From Anne Murray to Maestro Fresh Wes, the 2024 Junos Proved a Generational Affair

Anne Murray

Anne Murray, 78, takes the stage to present the award for Group of the Year at the Juno Awards in Halifax on March 24, 2024. Photo: Darren Calabrese

The opening of the Juno Awards broadcast from Halifax Sunday night (March 24) featured three generations of Canadian female music talent connecting onstage Anne Murray, Nelly Furtado and the four members of the band The Beaches.

In a surprise appearance, Murray, 78, who retired in 2008 – and has not released an album since 2007’s Duets: Friends & Legends, for which Furtado joined her on Daydream Believer – opened the awards right after Furtado performed. 

“The first person to join the party tonight, of course it has to be her. I have a special place in my heart for her. She holds the record for the most Juno wins of any artist ever — the pride of Springhill, Nova Scotia, please welcome Anne Murray,” said Furtado, 45, during the introduction.

Murray has won 25 Junos, two of which were at the first one in 1975.

She told the sold-out crowd at Scotiabank Centre that she has worked with Furtado a few times, referencing the last time, when she “was kind enough to sing with me” on the Duets album. 

“She’s one very talented lady,” Murray said. “Some of you may be too young to know anything about me. Or maybe not. But, I attended the very first Juno Awards celebrations way back when, even before Nelly and many of you were born. And it was basically a great big party.”

After reminiscing a little longer about the inaugural award show for about 250 people, and how “many people got hammered,” she announced the first award of the night, for group of the year, which went to the Beaches, whose four members are well in their 20s. They each gave Murray a hug.


Juno Awards
Three generations of Canadian female music artists took the stage at this year’s Junos, in Halifax. From left: Anne Murray, Group of the Year winners The Beaches and, inset, Nelly Furtado. Photos: Getty Images


“Thank you to Anne Murray. What a legend. Everybody!,” said guitarist Kylie Miller, motioning for applause. 

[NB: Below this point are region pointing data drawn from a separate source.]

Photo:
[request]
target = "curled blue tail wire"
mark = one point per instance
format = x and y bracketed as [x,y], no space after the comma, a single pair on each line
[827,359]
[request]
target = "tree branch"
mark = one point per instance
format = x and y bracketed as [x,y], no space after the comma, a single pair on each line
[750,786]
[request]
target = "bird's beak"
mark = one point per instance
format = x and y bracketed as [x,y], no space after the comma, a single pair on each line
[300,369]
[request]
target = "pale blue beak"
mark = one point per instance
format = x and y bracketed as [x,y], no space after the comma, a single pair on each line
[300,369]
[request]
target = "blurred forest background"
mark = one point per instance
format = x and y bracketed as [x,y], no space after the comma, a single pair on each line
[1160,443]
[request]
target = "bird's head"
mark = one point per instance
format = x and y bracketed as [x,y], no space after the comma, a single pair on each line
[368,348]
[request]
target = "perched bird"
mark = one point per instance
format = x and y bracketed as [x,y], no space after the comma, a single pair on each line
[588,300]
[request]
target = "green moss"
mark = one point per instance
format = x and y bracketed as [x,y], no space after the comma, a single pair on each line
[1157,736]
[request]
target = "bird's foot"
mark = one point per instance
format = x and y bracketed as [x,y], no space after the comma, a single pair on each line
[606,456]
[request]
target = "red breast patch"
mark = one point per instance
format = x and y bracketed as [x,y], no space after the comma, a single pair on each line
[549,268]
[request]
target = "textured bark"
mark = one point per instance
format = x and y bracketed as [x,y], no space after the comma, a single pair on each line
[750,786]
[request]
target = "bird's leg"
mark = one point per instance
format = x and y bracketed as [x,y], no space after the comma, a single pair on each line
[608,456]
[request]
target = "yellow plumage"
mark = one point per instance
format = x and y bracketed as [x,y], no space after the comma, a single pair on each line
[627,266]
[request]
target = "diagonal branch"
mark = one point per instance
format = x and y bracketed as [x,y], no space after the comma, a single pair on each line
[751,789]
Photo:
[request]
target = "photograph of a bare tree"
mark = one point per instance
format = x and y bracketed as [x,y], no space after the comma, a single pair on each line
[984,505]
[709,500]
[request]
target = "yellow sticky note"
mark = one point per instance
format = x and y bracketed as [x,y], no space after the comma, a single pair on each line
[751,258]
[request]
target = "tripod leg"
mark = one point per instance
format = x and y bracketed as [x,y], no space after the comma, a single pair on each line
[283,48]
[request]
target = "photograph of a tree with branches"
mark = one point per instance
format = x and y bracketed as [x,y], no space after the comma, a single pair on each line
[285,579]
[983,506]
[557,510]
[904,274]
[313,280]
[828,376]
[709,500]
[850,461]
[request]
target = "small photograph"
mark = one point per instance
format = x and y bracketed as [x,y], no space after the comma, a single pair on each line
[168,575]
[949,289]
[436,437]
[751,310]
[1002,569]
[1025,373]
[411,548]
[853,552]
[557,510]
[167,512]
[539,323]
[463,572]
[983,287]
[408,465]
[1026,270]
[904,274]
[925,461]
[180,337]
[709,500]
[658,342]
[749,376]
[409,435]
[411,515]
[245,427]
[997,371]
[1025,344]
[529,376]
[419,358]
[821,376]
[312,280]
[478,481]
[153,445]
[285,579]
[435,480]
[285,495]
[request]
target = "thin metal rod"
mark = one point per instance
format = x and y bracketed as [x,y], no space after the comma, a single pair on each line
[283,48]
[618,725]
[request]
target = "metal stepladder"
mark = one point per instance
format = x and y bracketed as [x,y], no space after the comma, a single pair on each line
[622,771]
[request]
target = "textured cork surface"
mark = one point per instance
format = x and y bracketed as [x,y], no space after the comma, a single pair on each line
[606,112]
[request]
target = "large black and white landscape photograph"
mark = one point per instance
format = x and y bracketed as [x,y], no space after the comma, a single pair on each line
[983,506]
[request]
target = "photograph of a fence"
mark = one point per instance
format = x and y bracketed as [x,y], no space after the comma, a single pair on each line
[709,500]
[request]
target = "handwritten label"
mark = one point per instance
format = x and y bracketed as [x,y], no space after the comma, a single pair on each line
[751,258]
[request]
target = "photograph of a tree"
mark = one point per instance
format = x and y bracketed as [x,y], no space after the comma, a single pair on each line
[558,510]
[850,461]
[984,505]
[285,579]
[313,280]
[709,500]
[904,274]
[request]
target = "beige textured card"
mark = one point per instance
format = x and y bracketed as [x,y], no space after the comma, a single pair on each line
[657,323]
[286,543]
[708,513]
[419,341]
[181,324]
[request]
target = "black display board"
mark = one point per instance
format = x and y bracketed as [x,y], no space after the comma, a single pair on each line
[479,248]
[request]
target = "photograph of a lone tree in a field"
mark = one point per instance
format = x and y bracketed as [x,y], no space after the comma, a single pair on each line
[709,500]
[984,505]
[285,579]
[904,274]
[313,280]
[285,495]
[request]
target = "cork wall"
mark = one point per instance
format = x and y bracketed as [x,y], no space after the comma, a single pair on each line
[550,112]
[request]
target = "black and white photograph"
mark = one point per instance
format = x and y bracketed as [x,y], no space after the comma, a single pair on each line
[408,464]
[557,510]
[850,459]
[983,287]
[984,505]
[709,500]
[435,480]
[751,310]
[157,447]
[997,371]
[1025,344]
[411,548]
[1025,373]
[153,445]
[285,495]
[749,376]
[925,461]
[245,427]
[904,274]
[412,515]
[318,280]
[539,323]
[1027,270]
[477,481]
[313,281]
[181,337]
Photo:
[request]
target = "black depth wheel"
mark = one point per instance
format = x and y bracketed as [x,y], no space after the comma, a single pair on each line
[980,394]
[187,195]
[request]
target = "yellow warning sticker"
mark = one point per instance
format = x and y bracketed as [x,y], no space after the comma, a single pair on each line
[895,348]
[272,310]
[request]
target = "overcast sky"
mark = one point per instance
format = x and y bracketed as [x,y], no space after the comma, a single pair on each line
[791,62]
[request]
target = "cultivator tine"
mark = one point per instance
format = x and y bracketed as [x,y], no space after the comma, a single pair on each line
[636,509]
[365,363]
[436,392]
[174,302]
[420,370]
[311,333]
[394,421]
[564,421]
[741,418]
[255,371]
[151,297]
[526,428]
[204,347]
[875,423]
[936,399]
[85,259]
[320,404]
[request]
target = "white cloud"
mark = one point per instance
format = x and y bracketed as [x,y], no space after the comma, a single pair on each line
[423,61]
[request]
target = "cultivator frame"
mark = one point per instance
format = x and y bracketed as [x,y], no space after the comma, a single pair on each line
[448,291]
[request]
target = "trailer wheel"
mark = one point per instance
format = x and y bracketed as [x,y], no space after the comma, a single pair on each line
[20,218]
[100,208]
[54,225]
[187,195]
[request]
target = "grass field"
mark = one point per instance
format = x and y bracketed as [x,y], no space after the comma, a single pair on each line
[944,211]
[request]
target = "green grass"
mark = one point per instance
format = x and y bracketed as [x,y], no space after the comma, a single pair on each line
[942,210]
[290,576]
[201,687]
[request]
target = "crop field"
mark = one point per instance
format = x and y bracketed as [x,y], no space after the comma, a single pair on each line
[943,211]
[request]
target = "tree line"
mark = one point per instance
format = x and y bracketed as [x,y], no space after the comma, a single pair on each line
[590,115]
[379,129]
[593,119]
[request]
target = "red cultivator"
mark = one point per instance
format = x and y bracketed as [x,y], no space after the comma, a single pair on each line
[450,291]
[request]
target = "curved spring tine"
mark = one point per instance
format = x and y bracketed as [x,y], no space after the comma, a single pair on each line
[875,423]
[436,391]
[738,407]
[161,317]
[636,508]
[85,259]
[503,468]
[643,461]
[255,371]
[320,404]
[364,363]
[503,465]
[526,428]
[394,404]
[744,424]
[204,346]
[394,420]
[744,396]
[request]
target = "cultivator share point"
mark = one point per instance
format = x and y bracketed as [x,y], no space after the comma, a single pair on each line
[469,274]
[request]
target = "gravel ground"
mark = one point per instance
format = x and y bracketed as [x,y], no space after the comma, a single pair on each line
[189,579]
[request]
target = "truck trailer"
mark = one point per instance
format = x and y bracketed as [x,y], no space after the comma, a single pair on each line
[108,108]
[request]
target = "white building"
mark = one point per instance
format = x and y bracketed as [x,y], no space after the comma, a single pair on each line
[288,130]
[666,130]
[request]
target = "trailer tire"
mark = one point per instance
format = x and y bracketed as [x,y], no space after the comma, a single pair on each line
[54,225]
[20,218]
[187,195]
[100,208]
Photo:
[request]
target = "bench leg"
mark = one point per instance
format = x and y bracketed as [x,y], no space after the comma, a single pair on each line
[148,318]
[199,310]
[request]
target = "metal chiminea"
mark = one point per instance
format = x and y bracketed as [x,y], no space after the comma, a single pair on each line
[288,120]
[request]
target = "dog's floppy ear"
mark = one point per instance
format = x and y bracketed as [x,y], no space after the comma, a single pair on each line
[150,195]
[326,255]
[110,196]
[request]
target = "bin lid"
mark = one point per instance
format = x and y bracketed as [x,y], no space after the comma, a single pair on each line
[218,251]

That, however, wasn’t the only moment of generational reverence on the show. 

Kardinal Offishall, 47, inducted Maestro Fresh Wes into the Canadian Music Hall of Fame – the first hip hop artist to receive the honour – and performed a poetic rap intro for him. Maestro, whose real name is Wes Williams, turns 56 on March 31. 

“I first met Wes Williams as a young boy, merely 13 years old,” Offishall said, noting the age gap at that time made a big difference.  “He could have refused to communicate and offer a cold shoulder, a shoulder cold. Instead with confidence and an aura built on principle, he shared wisdom and jewels that allowed me to build a career invincible.”

Juno Awards
Kardinal Offishall presents Maestro Fresh Wes with his induction into the Canadian Music Hall of Fame at the Junos on Sunday night. Inset: Maestro during his acceptance speech, with the Hall of Fame award. Photos: Canadian Press


During Williams’ thank you speech, he recalled the 1991 Juno Awards at which he was the winner of the inaugural rap recording award for his 1989 debut album, Symphony in Effect — 33 years ago. On that night, another Canadian music legend received induction into the Canadian Music Hall of Fame.

“I wrote my first rhyme in 1979. I never thought that in 1991 I’d receive the very first Juno Award for rap music. At that moment, I felt great,” he said. 

At that same time, songwriting icon Leonard Cohen received his Hall of Fame award. And I was instantly humbled.  Who would’ve thought in 2024 that I’d be standing here on stage, holding the exact same award?